You load up the level: The High Road, a notoriously difficult Crash level that involves bouncing off precariously positioned platforms, where even the method of cheesing was once beyond your ken. You take a couple turns to re-familiarize yourself with the controls, and then… you do it. You beat the level. It feels almost anticlimactic in its resolution, but you’ve done it. It wasn’t even that hard, you feel. You wonder what changed about it and decide to keep playing.
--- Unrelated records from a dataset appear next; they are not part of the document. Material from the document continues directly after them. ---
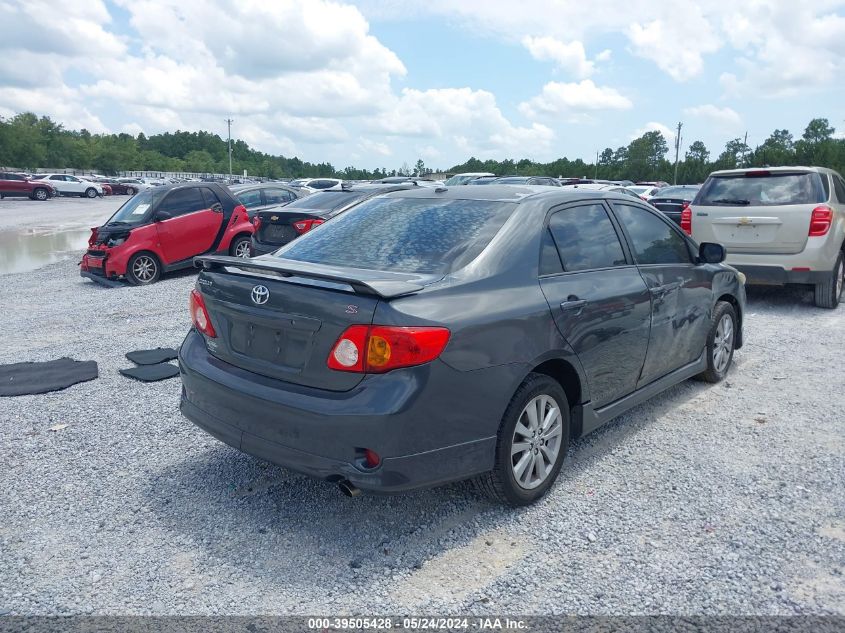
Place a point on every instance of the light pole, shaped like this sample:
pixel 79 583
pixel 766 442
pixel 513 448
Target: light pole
pixel 229 146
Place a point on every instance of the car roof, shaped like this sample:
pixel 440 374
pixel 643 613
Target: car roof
pixel 505 193
pixel 784 168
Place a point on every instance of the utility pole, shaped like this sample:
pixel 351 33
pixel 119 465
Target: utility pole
pixel 677 151
pixel 229 146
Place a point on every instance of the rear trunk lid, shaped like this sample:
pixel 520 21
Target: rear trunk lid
pixel 758 212
pixel 282 319
pixel 277 226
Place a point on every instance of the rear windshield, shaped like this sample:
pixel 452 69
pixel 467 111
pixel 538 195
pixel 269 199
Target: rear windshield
pixel 404 235
pixel 687 193
pixel 766 189
pixel 326 200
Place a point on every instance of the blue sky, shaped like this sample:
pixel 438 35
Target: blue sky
pixel 379 83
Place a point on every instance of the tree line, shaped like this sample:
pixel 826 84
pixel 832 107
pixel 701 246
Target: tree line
pixel 28 141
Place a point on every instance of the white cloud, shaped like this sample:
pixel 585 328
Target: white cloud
pixel 653 126
pixel 469 117
pixel 569 56
pixel 573 100
pixel 724 119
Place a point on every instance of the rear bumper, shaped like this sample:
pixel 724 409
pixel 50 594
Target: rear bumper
pixel 423 434
pixel 779 276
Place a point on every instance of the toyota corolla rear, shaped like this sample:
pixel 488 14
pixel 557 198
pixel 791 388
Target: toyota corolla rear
pixel 328 357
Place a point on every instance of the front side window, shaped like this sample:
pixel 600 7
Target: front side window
pixel 586 239
pixel 182 201
pixel 653 240
pixel 277 196
pixel 424 236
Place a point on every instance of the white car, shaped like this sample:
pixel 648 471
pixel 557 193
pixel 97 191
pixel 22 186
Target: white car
pixel 68 185
pixel 780 225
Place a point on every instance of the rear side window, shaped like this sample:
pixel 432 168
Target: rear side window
pixel 653 240
pixel 277 196
pixel 404 235
pixel 250 199
pixel 763 189
pixel 182 201
pixel 586 239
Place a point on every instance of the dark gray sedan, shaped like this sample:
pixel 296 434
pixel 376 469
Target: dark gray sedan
pixel 432 335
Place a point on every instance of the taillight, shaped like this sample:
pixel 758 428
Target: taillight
pixel 820 221
pixel 303 226
pixel 686 219
pixel 199 315
pixel 375 349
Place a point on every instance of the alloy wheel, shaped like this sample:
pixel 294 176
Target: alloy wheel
pixel 723 343
pixel 144 269
pixel 536 441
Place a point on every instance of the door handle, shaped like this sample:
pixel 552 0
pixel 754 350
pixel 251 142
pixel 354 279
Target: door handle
pixel 575 304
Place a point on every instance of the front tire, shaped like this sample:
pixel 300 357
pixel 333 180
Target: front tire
pixel 143 269
pixel 721 341
pixel 240 247
pixel 532 443
pixel 828 292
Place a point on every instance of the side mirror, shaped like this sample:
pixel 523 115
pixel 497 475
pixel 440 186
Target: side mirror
pixel 711 253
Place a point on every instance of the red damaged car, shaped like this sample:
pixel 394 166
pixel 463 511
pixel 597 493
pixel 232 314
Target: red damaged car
pixel 161 229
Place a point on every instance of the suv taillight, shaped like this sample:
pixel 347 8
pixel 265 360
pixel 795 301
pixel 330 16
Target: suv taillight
pixel 199 315
pixel 686 219
pixel 303 226
pixel 375 349
pixel 820 221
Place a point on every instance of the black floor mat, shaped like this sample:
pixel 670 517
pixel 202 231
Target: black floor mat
pixel 151 373
pixel 152 356
pixel 22 379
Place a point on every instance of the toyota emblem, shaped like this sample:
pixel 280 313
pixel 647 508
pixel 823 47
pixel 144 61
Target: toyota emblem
pixel 260 295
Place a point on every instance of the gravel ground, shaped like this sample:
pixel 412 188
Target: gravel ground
pixel 725 499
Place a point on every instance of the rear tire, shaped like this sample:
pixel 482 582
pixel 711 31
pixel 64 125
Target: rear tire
pixel 143 269
pixel 828 292
pixel 531 447
pixel 721 342
pixel 240 247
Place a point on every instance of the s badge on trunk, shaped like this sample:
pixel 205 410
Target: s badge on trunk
pixel 260 295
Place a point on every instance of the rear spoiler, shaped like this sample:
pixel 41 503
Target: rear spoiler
pixel 384 288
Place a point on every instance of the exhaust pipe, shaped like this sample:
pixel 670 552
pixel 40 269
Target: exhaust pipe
pixel 348 488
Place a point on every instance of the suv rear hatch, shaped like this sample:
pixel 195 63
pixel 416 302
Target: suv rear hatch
pixel 281 319
pixel 758 211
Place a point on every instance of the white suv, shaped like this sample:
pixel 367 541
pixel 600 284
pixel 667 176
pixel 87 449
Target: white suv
pixel 68 185
pixel 780 225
Step 9: Repeat Steps 2-7 For All Remaining Levels

Of course, you get stuck again. The game was only going to get harder, you knew that. But you keep trying, and you realize that this time as you play, the steps that last time made you feel terrible and shitty are just… things in your way. You die repeatedly in one place, and then you start messing up in different ways, but it feels… different. You’re not mad or stressed out or think you suck. You’re stuck, but you’ll get past it eventually. You just have to keep trying. You blow past Steps Five and Six because you realize that those steps were never very helpful in the first place, and Step Seven is now really useful to you, because you’re not taking someone else’s victory personally, and recognizing that your experiences are not isolated or in any way your fault.

You realize somewhere in here that it’s not that the game is different, or that you’ve gotten better at it somehow. Things are still hard, both in the game and, you admit, your life, but you’re thinking about it differently now, and that makes it easier. Now when you beat a level, there’s a sense of reward, because you worked hard and you accomplished something. The game is fun again. It was always fun, you just got lost for a while. You move into the final levels of the game, prepared for the challenge.

A screenshot from Shovel Knight where Shovel Knight stands on a blue deck of some kind, facing off against a flying green creature. The background is of a castle, and it looks like they're on some kind of airship. Shovel Knight, Yacht Club Games, 2014.

Step 10: Beat the Game. Taste Victory.

You square off against the final entity in the game. Maybe it’s a witch, maybe an evil scientist, maybe just a mountain. But you face it, and you best it. You’ve beaten the game. It feels… good. Like you’ve really done something here. But also, you just feel better in general. Turns out eating regularly, talking to friends, and doing all those other things was important this whole time. You put the game away and reflect on your journey. You think that you’ll probably return to these types of games when something bad happens, because the repetition and sense of control you have when you do something right is comforting. You know how to succeed, and it’s just a matter of getting there.

Hey, there’s a metaphor in there somewhere. Maybe you should write that down.